Files already downloaded and verified
Files already downloaded and verified
5000
8000


In [None]:
# To normalize the dataset, calculate the mean and std
# train_
train_meanRGB = [np.mean(x.numpy(), axis=(1,2)) for x, _ in train_ds]
train_stdRGB = [np.std(x.numpy(), axis=(1,2)) for x, _ in train_ds]

train_meanR = np.mean([m[0] for m in train_meanRGB])
train_meanG = np.mean([m[1] for m in train_meanRGB])
train_meanB = np.mean([m[2] for m in train_meanRGB])
train_stdR = np.mean([s[0] for s in train_stdRGB])
train_stdG = np.mean([s[1] for s in train_stdRGB])
train_stdB = np.mean([s[2] for s in train_stdRGB])

val_meanRGB = [np.mean(x.numpy(), axis=(1,2)) for x, _ in val_ds]
val_stdRGB = [np.std(x.numpy(), axis=(1,2)) for x, _ in val_ds]

val_meanR = np.mean([m[0] for m in val_meanRGB])
val_meanG = np.mean([m[1] for m in val_meanRGB])
val_meanB = np.mean([m[2] for m in val_meanRGB])
val_stdR = np.mean([s[0] for s in val_stdRGB])
val_stdG = np.mean([s[1] for s in val_stdRGB])
val_stdB = np.mean([s[2] for s in val_stdRGB])

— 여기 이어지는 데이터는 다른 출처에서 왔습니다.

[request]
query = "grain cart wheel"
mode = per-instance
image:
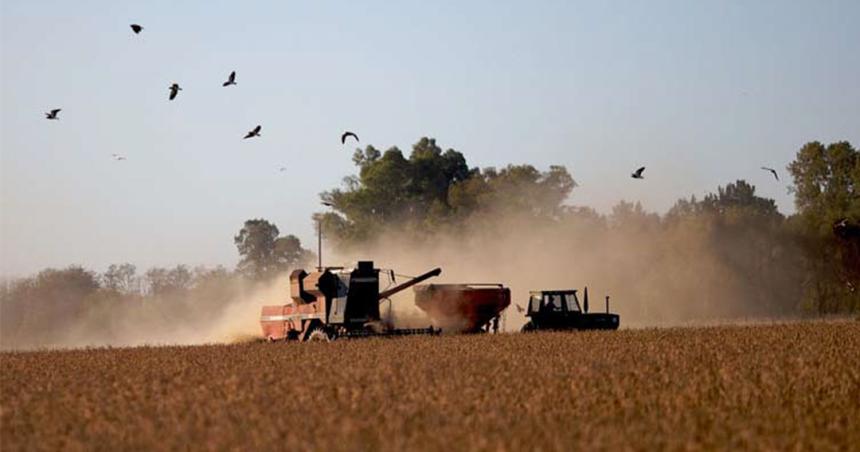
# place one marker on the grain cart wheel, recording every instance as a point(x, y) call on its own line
point(320, 335)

print(train_meanR, train_meanG, train_meanB)
print(val_meanR, val_meanG, val_meanB)

In [None]:
# define the image transformation
train_transformation = transforms.Compose([
                        transforms.ToTensor(),
                        transforms.Resize(224),
                        transform.Normalize([train_meanR, train_meanG, train_meanB],
                                             [train_stdR, train_stdG, train_stdB]),
                        transform.RandomHorizontalFlip()
                        ])

val_transformation = transforms.Compose([
                        transforms.ToTensor(),
                        transforms.Resize(224),
                        transform.Normalize([train_meanR, train_meanG, train_meanB],
                                             [train_stdR, train_stdG, train_stdB]),
                        ])

# apply transformation
train_ds.transform = train_transformation
val_ds.transform = val_transformation

# create DataLoader
train_dl = DataLoader(train_ds, batch_size=32, shuffle=True)
val_dl = DataLoader(val_ds, batch_size=32, shuffle=True)